Par ailleurs il n'est pas contesté que la nièce de Mme [F] Mme [I] [B] disposait d'une procuration sur le compte et dans le cadre de la plainte pénale déposée à son encontre notamment pour abus de faiblesse il est fait état du fait que celle-ci s'occupait des différentes dépenses de la vie courante et de santé de Mme [F].
Ces éléments tendent au contraire à établir que Mme [F] a entendu ratifier et ne pas contester les retraits effectués jusqu'en 2014 et ce d'autant qu'elle atteste le 12 septembre 2019 avoir eu connaissance de certains retraits seulement sans préciser lesquels.
Surtout il est établi que Mme [I] [B] à laquelle il était reproché d'avoir ouvert un compte au nom de Mme [F] auprès du Crédit du Nord et l'émission de chèques et des retraits d'argent entre mars 2015 et avril 2016 pour un montant de près de 16500 euros a remboursé à Mme [F] une somme de 52378,97 euros sans que la ventilation de cette somme ne soit connue ni justifiée par Mme [F], la différence correspondant cependant peu ou prou au montant des retraits désormais contestés.
Il résulte de ces éléments que si la SA Crédit Lyonnais a commis une faute dans la délivrance d'un moyen de paiement Mme [F] n'est aucunement en mesure de justifier de l'existence d'un préjudice indemnisable.
Il convient en conséquence d'infirmer le jugement entrepris et statuant à nouveau de débouter Mme [V] [F] et sa curatrice de l'ensemble de leurs demandes.

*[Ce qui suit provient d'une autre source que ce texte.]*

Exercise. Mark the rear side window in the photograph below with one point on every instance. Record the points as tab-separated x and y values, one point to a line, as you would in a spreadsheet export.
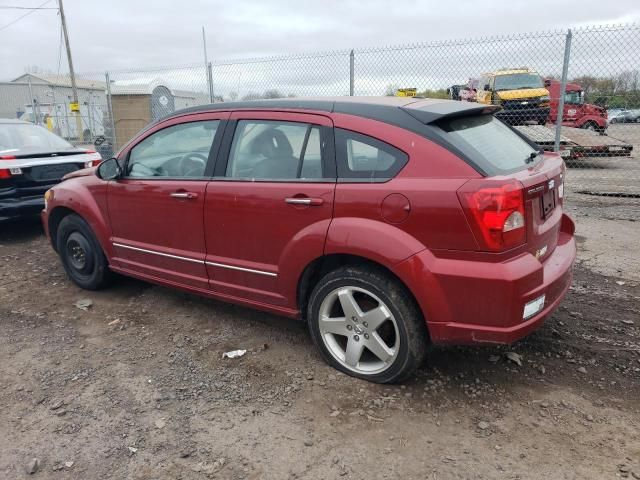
276	150
364	158
488	143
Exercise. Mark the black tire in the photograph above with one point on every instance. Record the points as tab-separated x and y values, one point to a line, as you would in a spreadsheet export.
81	254
411	327
593	126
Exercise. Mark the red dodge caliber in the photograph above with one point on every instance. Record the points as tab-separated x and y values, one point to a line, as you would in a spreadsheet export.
384	223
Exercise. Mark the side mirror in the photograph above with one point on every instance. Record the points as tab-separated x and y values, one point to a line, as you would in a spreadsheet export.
109	169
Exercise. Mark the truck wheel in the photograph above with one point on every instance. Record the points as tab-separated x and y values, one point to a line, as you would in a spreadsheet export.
366	324
81	254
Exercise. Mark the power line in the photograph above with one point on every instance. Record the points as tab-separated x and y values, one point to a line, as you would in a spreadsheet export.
8	7
35	9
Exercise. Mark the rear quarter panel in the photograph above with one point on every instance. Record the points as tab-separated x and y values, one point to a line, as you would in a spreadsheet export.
429	182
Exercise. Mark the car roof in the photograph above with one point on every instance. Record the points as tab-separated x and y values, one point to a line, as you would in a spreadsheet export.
12	120
384	109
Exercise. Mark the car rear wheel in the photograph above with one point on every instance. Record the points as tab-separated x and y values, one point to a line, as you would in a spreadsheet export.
366	324
81	254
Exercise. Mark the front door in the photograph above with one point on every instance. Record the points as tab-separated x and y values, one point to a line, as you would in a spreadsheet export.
156	209
268	209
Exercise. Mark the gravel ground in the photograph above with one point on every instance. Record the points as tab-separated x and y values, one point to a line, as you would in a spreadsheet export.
135	386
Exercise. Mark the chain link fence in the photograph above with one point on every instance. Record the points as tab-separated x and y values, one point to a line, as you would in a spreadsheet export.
597	68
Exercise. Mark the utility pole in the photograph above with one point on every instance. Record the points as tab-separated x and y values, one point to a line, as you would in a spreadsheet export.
75	106
207	67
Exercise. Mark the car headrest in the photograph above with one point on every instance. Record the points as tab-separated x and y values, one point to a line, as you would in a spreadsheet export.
272	143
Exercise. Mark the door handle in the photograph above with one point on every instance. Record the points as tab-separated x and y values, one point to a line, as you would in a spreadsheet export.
185	195
314	202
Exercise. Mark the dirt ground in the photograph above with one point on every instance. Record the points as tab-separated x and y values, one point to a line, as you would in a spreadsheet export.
136	387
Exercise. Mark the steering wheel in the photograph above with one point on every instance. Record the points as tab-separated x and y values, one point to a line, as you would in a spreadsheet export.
192	164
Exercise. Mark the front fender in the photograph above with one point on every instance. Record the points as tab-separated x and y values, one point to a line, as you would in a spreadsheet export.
378	241
88	199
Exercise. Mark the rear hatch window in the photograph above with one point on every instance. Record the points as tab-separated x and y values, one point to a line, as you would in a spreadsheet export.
490	144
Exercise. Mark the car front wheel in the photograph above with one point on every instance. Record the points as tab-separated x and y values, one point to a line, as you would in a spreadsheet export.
81	254
366	324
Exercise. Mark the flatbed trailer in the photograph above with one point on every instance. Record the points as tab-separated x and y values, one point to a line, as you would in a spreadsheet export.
576	143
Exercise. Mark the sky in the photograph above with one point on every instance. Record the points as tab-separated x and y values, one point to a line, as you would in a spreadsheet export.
123	34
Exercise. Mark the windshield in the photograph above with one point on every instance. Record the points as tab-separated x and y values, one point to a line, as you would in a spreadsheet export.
518	81
489	143
25	138
574	98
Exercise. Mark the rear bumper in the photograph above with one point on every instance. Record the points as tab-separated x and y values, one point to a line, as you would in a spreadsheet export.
12	207
518	116
468	302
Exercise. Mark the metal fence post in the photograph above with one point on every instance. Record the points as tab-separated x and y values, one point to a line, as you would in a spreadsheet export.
110	109
351	72
210	82
34	114
563	87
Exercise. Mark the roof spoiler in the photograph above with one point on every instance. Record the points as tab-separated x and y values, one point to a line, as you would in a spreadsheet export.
435	112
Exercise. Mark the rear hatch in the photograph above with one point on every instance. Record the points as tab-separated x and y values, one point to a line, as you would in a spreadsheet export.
517	205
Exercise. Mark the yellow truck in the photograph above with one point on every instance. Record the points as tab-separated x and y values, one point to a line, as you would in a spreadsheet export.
520	93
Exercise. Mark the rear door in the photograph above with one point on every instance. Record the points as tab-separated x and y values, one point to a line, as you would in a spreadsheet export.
268	209
156	209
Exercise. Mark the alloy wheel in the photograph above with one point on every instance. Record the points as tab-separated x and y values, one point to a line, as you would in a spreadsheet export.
359	330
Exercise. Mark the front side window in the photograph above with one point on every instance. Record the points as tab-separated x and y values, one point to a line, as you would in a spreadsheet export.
364	158
574	98
275	150
179	151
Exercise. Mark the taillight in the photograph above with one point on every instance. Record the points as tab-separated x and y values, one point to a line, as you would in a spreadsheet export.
495	210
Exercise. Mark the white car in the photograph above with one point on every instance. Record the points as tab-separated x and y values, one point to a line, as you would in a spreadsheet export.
32	160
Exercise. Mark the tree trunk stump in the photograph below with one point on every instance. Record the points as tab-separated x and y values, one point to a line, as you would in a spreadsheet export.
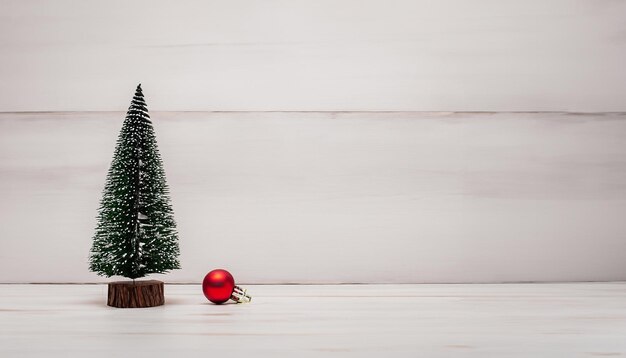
138	294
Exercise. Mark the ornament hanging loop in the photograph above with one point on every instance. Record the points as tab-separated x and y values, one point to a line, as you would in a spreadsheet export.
240	295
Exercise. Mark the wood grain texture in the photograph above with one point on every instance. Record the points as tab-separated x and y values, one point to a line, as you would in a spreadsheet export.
333	197
135	294
473	321
413	55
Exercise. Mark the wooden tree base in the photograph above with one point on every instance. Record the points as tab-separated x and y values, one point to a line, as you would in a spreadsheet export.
138	294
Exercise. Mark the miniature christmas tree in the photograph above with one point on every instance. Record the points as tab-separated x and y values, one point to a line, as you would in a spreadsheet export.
136	232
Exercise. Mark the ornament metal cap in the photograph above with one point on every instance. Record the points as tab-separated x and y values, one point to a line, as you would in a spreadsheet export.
240	295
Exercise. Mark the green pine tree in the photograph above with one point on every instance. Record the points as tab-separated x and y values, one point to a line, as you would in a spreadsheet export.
136	233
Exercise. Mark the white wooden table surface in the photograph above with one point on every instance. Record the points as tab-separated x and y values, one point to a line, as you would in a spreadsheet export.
510	320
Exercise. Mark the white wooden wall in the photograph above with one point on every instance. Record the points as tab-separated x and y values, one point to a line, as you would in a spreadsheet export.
439	55
325	197
295	197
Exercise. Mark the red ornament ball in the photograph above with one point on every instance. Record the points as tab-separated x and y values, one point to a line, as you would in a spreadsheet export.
218	286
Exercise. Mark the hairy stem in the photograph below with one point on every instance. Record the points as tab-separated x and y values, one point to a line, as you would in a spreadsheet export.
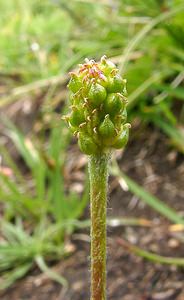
98	172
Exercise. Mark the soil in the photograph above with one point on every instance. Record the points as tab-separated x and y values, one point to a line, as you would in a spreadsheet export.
150	160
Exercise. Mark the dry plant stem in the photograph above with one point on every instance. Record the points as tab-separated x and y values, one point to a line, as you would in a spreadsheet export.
98	172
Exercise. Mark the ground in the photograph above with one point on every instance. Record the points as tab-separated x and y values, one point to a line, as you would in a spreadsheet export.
151	161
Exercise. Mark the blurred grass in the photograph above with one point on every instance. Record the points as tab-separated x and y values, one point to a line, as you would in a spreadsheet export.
40	41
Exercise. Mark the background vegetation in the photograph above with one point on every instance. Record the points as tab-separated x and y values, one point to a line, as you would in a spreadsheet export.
40	41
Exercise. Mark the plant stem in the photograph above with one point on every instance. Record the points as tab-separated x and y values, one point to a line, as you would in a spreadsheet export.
98	165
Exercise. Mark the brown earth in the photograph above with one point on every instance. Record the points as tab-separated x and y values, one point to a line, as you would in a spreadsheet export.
150	160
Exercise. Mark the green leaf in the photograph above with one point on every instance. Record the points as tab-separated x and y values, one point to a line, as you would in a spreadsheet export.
146	197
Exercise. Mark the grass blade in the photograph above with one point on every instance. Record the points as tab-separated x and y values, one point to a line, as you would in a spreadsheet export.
149	199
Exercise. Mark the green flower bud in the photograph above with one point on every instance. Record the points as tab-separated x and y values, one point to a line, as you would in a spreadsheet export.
97	94
76	117
87	145
98	107
116	84
124	116
123	138
107	129
113	104
75	83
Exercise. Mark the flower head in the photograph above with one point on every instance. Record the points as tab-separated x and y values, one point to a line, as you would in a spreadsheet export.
98	107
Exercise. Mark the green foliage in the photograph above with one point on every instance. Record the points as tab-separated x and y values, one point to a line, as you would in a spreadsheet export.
44	204
97	95
40	41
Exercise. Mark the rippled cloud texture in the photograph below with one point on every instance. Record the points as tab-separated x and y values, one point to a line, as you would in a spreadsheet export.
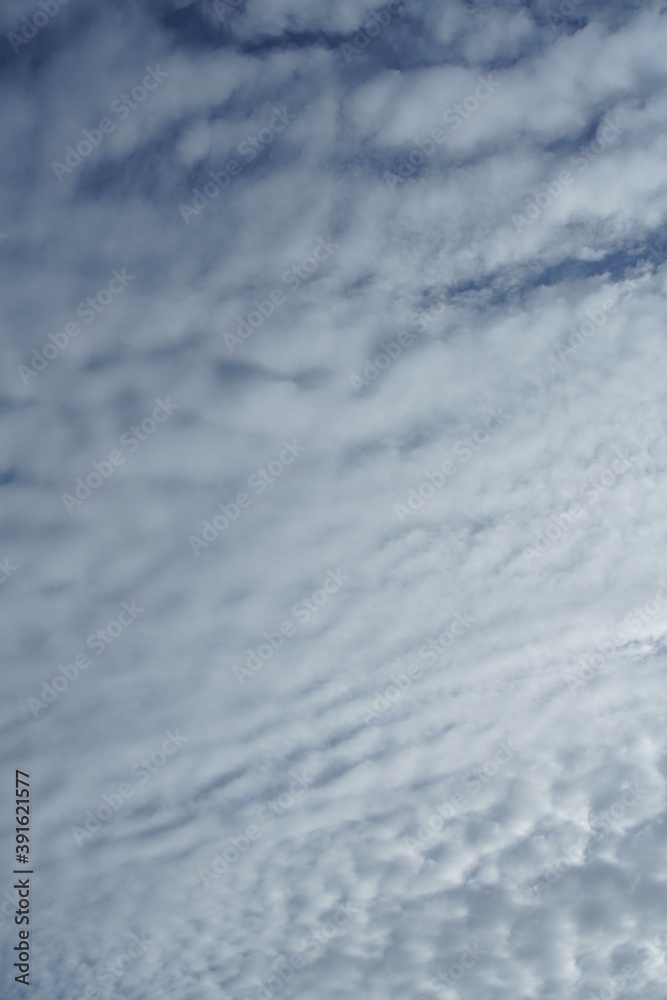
334	497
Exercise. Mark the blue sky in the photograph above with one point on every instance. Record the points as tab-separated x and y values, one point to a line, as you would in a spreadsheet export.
333	497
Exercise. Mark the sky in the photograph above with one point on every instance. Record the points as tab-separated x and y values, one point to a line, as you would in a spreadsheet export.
333	478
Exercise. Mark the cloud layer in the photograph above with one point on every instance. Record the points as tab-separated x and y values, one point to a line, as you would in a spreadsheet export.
397	368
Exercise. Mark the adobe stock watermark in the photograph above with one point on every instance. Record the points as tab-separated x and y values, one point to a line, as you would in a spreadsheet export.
589	666
608	133
236	847
303	610
408	164
249	147
317	940
402	682
88	311
260	481
131	439
474	781
464	449
140	771
31	26
293	277
559	524
109	973
99	641
123	107
445	981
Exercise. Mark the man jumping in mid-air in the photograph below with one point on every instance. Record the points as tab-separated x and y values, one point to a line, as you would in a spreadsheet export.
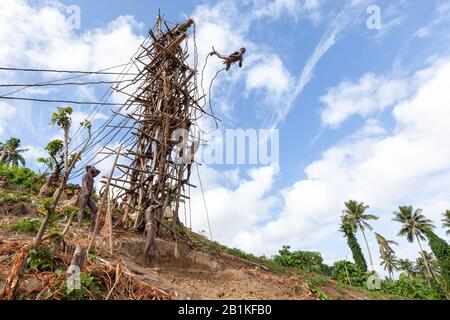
231	59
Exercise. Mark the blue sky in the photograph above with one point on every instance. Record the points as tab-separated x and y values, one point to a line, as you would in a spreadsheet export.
359	110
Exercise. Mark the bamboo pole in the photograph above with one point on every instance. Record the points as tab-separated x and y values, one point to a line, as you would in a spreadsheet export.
105	193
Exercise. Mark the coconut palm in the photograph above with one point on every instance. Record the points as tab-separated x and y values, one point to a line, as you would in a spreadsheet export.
427	262
406	266
348	227
10	152
389	261
446	221
355	210
384	244
414	223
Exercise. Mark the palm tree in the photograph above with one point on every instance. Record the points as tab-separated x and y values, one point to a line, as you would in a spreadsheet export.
355	211
427	262
414	224
406	266
347	227
384	244
10	152
389	261
446	221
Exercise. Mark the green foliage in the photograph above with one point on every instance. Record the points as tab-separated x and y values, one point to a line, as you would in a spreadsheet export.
441	250
90	284
348	228
26	225
415	288
61	117
349	273
356	213
55	149
301	260
41	259
12	198
10	154
21	177
414	223
446	221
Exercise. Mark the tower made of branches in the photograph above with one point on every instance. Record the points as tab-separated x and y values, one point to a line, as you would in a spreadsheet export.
165	107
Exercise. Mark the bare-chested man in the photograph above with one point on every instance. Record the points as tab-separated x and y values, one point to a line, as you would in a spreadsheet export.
231	59
86	196
150	229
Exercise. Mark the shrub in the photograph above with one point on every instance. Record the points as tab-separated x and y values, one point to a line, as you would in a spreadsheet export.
22	177
349	273
441	251
11	198
26	225
41	259
89	284
302	260
414	288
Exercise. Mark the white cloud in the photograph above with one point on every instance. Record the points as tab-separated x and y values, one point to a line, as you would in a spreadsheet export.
271	75
442	15
408	165
36	35
232	209
369	94
346	17
7	112
276	8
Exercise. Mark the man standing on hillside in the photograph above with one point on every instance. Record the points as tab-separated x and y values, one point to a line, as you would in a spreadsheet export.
87	190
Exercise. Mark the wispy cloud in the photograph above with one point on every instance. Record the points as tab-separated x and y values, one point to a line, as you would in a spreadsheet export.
343	19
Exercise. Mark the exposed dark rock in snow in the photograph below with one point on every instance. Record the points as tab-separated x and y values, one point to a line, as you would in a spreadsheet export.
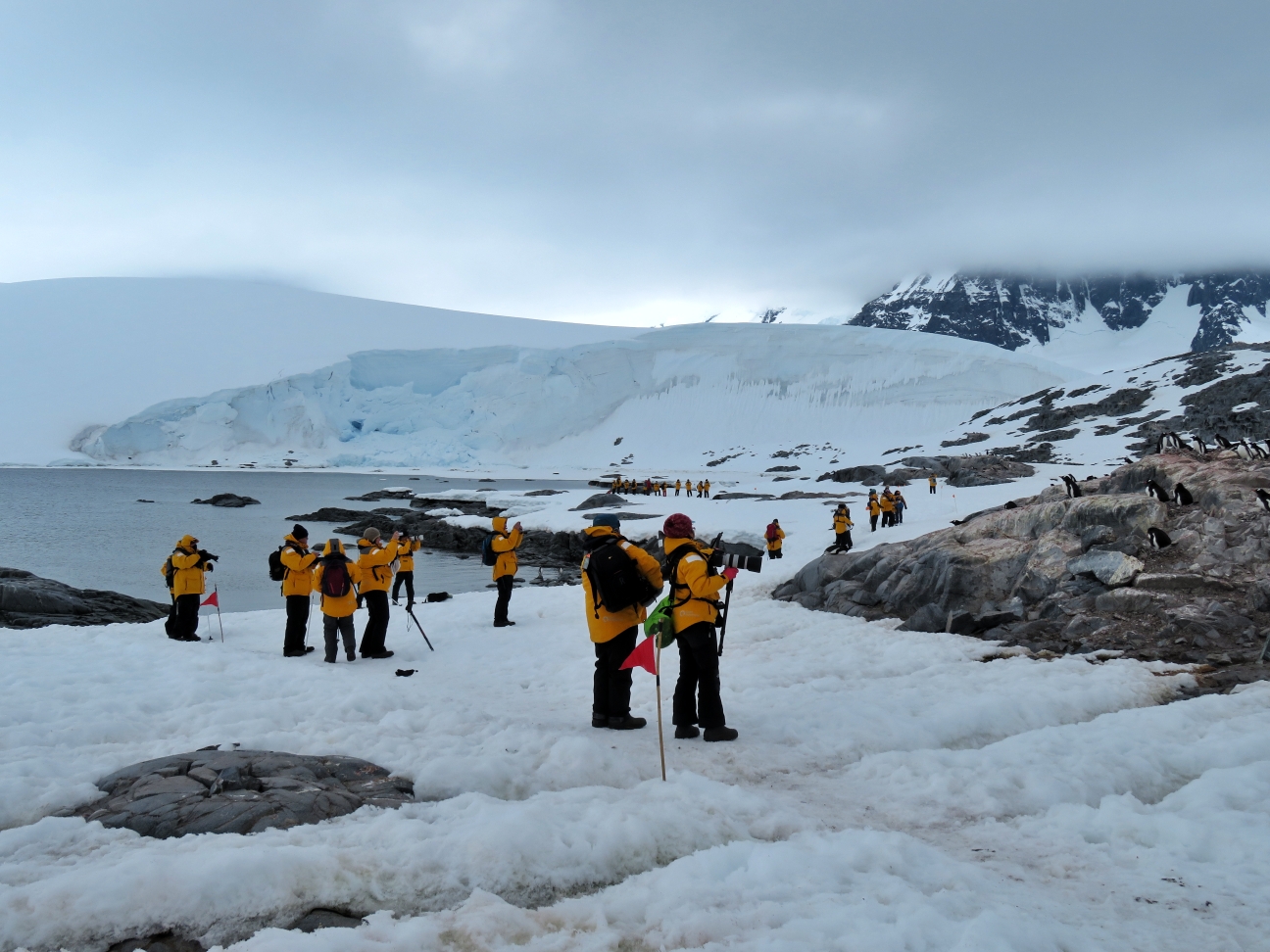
30	601
1015	309
227	500
240	791
1077	575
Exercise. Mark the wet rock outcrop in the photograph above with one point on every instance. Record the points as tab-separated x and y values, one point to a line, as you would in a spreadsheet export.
30	601
240	791
1063	575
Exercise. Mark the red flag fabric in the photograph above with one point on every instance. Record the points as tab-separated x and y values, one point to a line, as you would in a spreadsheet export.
642	656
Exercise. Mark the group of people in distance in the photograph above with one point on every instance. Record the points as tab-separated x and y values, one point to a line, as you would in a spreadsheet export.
658	488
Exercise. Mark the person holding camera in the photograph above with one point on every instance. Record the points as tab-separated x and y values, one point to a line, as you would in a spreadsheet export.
406	569
374	560
297	586
183	571
505	545
695	589
617	579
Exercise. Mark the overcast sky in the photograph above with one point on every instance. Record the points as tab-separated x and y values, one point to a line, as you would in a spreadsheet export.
630	162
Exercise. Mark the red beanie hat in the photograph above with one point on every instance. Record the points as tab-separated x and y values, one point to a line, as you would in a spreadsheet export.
677	526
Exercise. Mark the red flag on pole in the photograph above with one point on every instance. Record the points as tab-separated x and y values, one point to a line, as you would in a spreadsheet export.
642	656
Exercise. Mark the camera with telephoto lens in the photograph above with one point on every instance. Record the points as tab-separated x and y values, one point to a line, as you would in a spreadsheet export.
732	560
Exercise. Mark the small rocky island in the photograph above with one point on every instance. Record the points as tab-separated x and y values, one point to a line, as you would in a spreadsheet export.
30	601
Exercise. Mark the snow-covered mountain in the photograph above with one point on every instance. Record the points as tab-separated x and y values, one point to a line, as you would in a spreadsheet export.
1078	316
89	351
665	402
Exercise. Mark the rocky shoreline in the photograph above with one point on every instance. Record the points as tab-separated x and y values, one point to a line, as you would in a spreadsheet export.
1053	575
30	601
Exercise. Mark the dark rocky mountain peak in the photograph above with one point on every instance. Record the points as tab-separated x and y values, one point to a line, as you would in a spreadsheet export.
1011	309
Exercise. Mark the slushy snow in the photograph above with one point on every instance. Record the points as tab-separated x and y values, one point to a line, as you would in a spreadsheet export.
889	791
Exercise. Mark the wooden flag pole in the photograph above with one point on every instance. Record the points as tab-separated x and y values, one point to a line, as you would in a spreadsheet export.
660	737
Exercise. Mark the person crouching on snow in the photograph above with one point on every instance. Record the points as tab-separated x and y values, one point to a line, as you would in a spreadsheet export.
695	588
613	631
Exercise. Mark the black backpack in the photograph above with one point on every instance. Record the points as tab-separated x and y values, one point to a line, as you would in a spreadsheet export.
335	580
616	582
277	570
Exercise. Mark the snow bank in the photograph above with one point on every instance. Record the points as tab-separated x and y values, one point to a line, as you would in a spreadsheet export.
891	789
677	398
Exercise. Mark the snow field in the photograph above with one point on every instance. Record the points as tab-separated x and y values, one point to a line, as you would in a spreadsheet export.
891	789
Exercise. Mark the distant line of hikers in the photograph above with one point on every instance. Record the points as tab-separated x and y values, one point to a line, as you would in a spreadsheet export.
659	488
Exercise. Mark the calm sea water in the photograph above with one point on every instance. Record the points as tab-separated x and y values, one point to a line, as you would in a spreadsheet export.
86	528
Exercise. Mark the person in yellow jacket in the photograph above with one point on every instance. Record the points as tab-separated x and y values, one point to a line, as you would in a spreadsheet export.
297	587
505	545
613	633
374	560
841	530
335	578
183	571
695	589
775	536
874	508
406	569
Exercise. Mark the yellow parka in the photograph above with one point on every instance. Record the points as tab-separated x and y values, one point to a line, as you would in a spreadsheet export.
773	545
609	625
505	544
188	579
406	552
376	565
346	604
299	564
694	587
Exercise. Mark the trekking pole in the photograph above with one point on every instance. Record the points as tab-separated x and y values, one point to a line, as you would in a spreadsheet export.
723	629
660	736
411	612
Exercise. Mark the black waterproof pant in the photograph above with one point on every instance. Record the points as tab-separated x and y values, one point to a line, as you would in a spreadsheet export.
408	578
696	693
297	623
611	695
376	623
183	618
344	627
505	598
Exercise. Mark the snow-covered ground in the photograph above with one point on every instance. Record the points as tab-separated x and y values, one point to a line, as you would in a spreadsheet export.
889	791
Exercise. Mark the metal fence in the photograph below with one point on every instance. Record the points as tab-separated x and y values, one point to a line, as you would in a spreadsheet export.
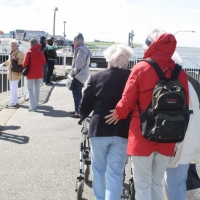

Sur les frais irrépétibles et les dépens
Il convient de condamner Mme [V] [F] aux entiers dépens de première instance et d'appel mais eu égard aux circonstances de l'espèce de débouter la SA Crédit lyonnais de sa demande fondée sur l'article 700 du code de procédure civile.
PAR CES MOTIFS
La cour statuant contradictoirement et par mise à disposition de la décision au greffe,
Rejette la demande tendant à voir constater l'irrecevabilité de l'appel ;
Confirme le jugement entrepris en ce qu'il a débouté Mme [V] [F] et sa curatrice de leur demande de dommages et intérêts fondée sur les articles 1240 et suivants du code civil ;
L'infirme pour le surplus ;
Statuant à nouveau et y ajoutant,
Déclare prescrite l'action relative aux retraits antérieurs au 30 juin 2012 ;
Déboute Mme [V] [F] et sa curatrice de leur demande en remboursement des retraits effectués à compter du 30 juin 2012 ;
Déboute les parties de leur demande fondée sur l'article 700 du code de procédure civile au titre des frais non compris dans les dépens exposés en première instance et en appel ;
Condamne Mme [V] [F] aux entiers dépens de première instance et d'appel.